A simple FDR peak caller. The script is designed for processing DamID-seq datasets such as those generated by the damidseq_pipeline software, but will work on any DNA binding track in bedgraph or GFF format (for example, background-subtracted ChIP-seq data).
The output is a GFF file of all peaks with an FDR less than an assigned value (by default, FDR < 0.01). The mean binding intensity of the peak is represented by the score column of the GFF (column 6) and the FDR is present in the attributes column (column 9). The peak file can be loaded into genome browser software such as IGV for viewing, and associated genes can be called with the included peaks2genes script.
find_peaks requires Perl v5.010 or greater. To install, copy the find_peaks executable into your path.
Run the script via
find_peaks [options] [list of files in bedgraph or GFF file format]
To see all usage options, run with
find_peaks --help
The output of the script is a list of all peaks with an FDR less than the cutoff value.
The peaks file can be used as the input to the included peaks2genes script in order to call associated genes (i.e. genes in close proximity). Run
peaks2genes --help
to see all usage options. Note that the path to a genome annotation file in GFF format needs to be set with the --genes_file option. An annotation for release 6 (DmR6.genes.gff.gz) of the Drosophila melanogaster genome is provided in the repository.
Please note that the close association of a peak with a gene does not necessarily imply direct regulation of that gene, and associations must be used as a basic guide only. There are many examples in the literature of enhancers present in unrelated gene bodies or located a very long distance away from their target genes.
Depending on the expected genome coverage of the protein of interest, the --min_quant and --step options may need to be adjusted. Reducing the value of --step will increase the resolution of peak detection at the expense of speed. Lowering the --min_quant value will enable the detection of smaller peak heights (but may increase the number of non-biologically relevant regions of enrichment).
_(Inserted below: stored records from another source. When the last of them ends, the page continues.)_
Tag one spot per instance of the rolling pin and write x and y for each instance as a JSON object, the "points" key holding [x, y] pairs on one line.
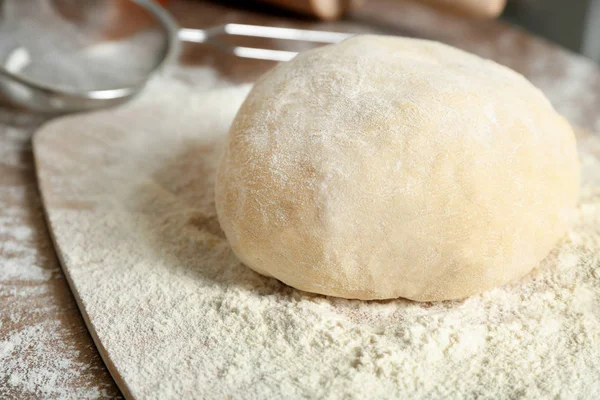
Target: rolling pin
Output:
{"points": [[334, 9]]}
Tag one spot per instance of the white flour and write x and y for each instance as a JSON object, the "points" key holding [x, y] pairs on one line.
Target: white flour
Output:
{"points": [[42, 354], [131, 207]]}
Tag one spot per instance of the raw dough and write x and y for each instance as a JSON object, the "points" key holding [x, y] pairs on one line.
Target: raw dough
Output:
{"points": [[388, 167]]}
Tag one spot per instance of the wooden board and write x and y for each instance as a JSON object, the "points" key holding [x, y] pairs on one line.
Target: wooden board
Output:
{"points": [[38, 298]]}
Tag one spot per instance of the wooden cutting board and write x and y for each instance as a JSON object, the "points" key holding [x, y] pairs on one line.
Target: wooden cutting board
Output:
{"points": [[129, 201]]}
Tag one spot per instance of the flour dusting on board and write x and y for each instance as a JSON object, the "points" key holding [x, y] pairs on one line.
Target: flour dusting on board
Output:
{"points": [[40, 356], [130, 201]]}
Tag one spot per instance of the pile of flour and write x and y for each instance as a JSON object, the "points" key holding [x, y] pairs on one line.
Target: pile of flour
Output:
{"points": [[130, 203]]}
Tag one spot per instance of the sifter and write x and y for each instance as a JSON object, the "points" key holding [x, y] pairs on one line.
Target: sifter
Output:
{"points": [[62, 56]]}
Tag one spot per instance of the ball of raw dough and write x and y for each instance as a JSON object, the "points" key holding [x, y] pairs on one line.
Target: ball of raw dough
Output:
{"points": [[388, 167]]}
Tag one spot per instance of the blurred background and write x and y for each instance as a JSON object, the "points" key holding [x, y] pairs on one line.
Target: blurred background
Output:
{"points": [[574, 24]]}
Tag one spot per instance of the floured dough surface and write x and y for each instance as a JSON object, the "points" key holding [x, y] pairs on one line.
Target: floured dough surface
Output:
{"points": [[390, 167]]}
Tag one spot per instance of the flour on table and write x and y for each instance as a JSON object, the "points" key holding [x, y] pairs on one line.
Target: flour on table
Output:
{"points": [[41, 351], [129, 194]]}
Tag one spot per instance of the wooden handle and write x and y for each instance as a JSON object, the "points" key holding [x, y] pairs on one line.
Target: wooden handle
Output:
{"points": [[323, 9], [483, 9]]}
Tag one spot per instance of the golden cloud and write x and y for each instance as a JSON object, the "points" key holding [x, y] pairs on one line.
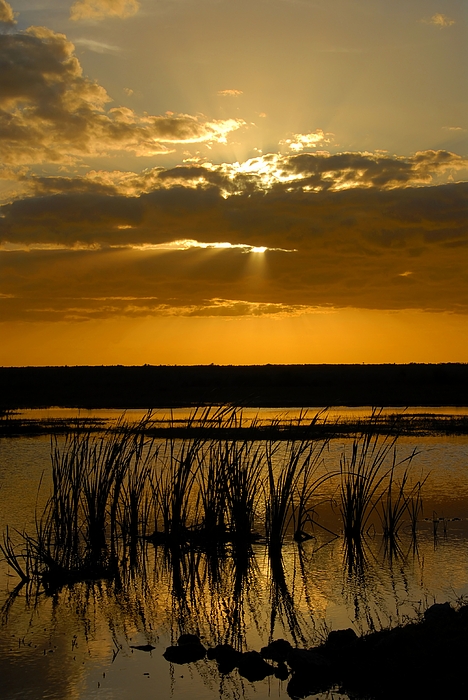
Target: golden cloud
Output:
{"points": [[51, 113], [440, 20], [230, 93], [300, 142], [7, 15], [373, 247], [99, 9]]}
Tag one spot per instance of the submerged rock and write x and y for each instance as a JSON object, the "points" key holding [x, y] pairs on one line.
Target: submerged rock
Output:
{"points": [[277, 650], [227, 657], [188, 650], [142, 647], [253, 666]]}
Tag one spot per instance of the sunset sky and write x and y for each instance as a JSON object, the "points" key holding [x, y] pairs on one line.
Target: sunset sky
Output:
{"points": [[198, 181]]}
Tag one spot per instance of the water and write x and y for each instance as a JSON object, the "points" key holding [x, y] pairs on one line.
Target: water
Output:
{"points": [[77, 644]]}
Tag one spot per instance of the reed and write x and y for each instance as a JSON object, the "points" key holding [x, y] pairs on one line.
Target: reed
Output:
{"points": [[292, 487], [362, 478]]}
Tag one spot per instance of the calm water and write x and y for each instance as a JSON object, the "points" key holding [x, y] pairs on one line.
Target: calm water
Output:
{"points": [[78, 643]]}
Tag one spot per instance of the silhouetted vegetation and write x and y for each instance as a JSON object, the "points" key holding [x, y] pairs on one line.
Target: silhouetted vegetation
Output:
{"points": [[115, 490], [263, 385]]}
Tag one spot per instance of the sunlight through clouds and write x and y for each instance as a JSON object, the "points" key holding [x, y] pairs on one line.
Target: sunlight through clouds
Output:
{"points": [[99, 9], [440, 20]]}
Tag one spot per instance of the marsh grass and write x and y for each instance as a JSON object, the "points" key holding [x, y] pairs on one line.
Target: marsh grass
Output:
{"points": [[115, 492]]}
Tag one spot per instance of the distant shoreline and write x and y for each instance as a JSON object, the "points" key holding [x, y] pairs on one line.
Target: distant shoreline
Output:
{"points": [[262, 386]]}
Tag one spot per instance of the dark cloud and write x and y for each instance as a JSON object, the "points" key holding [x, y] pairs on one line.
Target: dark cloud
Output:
{"points": [[363, 247], [7, 17], [51, 113]]}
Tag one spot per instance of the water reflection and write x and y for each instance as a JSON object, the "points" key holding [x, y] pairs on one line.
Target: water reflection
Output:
{"points": [[86, 638]]}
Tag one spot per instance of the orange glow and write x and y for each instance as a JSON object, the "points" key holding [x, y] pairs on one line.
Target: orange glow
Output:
{"points": [[346, 336]]}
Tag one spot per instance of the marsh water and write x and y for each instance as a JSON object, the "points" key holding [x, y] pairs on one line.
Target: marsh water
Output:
{"points": [[80, 641]]}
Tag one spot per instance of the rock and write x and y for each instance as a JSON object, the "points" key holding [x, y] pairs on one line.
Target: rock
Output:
{"points": [[277, 650], [142, 647], [281, 671], [227, 657], [188, 639], [338, 640], [185, 653], [253, 666], [439, 613], [307, 660]]}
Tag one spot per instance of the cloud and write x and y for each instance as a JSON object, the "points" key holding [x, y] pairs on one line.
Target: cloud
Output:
{"points": [[81, 249], [440, 20], [299, 142], [230, 93], [97, 46], [7, 16], [51, 113], [99, 9]]}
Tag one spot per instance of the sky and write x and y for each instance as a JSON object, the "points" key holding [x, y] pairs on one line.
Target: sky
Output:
{"points": [[232, 182]]}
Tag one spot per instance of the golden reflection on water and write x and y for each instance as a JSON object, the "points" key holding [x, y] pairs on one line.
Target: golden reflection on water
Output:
{"points": [[77, 644]]}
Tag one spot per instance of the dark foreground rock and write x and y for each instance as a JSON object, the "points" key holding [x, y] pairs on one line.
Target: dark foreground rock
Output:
{"points": [[425, 660], [187, 650]]}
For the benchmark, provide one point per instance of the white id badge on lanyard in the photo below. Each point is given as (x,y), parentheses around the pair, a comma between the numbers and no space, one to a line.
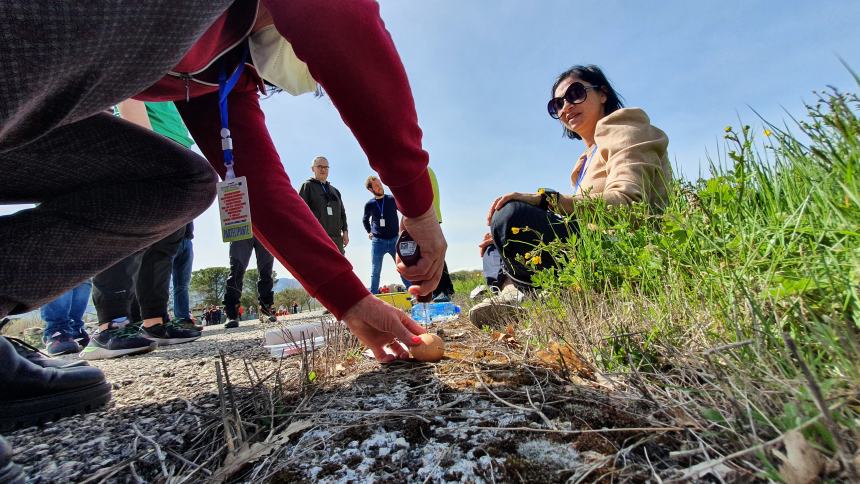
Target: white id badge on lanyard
(235,209)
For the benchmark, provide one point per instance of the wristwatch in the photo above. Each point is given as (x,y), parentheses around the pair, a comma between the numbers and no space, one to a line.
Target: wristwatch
(548,199)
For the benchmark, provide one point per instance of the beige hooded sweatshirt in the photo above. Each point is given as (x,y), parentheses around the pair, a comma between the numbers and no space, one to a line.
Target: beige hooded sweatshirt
(631,163)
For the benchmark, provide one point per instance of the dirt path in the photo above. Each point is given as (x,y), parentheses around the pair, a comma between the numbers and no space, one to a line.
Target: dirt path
(493,411)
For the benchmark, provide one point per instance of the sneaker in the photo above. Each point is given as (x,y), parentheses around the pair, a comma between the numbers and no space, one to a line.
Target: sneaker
(169,333)
(268,311)
(117,341)
(498,311)
(60,343)
(188,323)
(10,472)
(34,355)
(33,395)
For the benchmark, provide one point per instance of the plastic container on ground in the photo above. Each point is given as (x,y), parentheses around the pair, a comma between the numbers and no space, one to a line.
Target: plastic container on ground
(291,340)
(435,312)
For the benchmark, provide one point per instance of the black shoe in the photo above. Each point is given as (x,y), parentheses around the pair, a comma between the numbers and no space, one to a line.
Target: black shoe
(169,333)
(269,311)
(10,472)
(34,355)
(83,338)
(60,343)
(32,395)
(117,341)
(188,323)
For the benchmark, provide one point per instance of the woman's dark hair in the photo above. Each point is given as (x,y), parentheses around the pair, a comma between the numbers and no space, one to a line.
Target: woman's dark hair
(591,75)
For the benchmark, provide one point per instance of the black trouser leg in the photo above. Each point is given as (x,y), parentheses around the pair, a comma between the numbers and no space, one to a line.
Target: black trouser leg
(153,277)
(265,262)
(532,226)
(240,255)
(113,289)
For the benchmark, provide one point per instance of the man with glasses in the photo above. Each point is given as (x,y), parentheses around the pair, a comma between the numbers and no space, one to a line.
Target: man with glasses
(326,203)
find_peaks is roughly based on an algorithm developed by Tony Southall (doi:10.1016/j.neuron.2012.06.015). Briefly, a list of binding intensity thresholds are identified from the dataset, the dataset is randomly shuffled, and the frequency of consecutive regions (i.e. GATC fragments or bins) with a score greater than the threshold calculated. The relationship between the number of consecutive fragments and the frequency of observation in a random dataset is logarithmic, and can thus be effectively modelled for any number of fragments through linear regression. The FDR is very simply the observed / expected for a number of consecutive fragments above a given threshold.